He says, “John, you make me ill, physically ill. Listen: every person has one thing they’re placed on this earth to do, born to do. Think Mozart, think Pistol Pete. Most people — I bet ninety-nine percent — never find their one thing. Not ever. They live miserable lives, half-lost, feeling like something’s not right. We’re one of the lucky, John. Born in the right place, right situation. Fate is smiling and you’re just going to shit on it. Throw it away! So, I ask you again — what-the-hell-are-you-doing?”
I hang up the phone.
From “Reasons for Concern Regarding My Girlfriend of Five Days, Monica Garza” by John Tait, also in Crazyhorse:
Feelings I Must Fight in the Wake of My Split (?) from Monica Garza
A dread that, by losing Monica, I’ve lost my one late opportunity to become a person who continues to grow and change along with a growing and changing world rather than shutting myself fearfully away with the rest of the people like me. A naive optimism, fueled by well-intentioned movies and TV shows, that we Americans can overcome all barriers between us and embrace each other based on our shared humanity. A recognition that even though the above is a crock, it shouldn’t be. The worry that I am more concerned with what others think of me than with my own happiness, a fact that makes me wish I was miles from every other human being—maybe on some unpopulated island or at least archipelago, though when I imagine myself in that desolate place it seems only natural to add a companion, leading to fantasies (about M. G.) that are both pleasant and troubling.
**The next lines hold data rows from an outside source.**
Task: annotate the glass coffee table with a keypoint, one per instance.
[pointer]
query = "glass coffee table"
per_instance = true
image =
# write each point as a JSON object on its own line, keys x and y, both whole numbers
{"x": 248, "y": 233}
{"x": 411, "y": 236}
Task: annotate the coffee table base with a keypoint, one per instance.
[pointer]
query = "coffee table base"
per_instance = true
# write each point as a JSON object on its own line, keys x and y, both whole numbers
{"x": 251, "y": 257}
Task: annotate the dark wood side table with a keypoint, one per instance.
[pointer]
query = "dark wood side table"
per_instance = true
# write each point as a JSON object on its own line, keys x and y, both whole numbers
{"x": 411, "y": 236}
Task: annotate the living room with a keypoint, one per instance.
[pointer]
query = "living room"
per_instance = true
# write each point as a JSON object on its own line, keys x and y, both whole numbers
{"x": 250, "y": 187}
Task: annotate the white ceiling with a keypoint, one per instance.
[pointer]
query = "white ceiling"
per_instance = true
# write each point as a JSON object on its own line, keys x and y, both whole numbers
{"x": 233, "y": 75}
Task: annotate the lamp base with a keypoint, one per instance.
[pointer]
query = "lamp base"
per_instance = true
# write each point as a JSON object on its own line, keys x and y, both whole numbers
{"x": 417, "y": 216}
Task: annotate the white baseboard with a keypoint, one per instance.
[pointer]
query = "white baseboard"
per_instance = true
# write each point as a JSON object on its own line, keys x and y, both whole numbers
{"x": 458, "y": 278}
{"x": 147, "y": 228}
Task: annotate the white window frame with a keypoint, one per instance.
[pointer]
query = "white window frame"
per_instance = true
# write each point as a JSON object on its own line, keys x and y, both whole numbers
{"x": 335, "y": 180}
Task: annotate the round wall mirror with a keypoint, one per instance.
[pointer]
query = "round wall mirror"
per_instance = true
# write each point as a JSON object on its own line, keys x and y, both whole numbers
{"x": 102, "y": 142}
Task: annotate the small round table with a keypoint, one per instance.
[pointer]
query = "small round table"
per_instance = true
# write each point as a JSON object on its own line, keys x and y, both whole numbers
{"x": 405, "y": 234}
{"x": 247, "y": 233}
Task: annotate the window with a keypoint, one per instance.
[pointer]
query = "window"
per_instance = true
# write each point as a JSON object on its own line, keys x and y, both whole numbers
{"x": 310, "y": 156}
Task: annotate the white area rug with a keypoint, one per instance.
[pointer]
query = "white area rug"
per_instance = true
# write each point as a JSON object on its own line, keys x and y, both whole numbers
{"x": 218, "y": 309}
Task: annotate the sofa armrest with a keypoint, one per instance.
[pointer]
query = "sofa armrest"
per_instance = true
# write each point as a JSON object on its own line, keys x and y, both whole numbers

I think the second one may be set in Houston? Anyway. Both pieces are more experimental than what I usually write, and I enjoyed them immensely (the second one slightly more so).
As always, reading these stories made me think. What was I put on this Earth to do? (Write!) What-the-hell-am-I-doing? (Procrastinating…) What feelings must I fight? (Impatience. Fear of failure. The munchies.)
What about you?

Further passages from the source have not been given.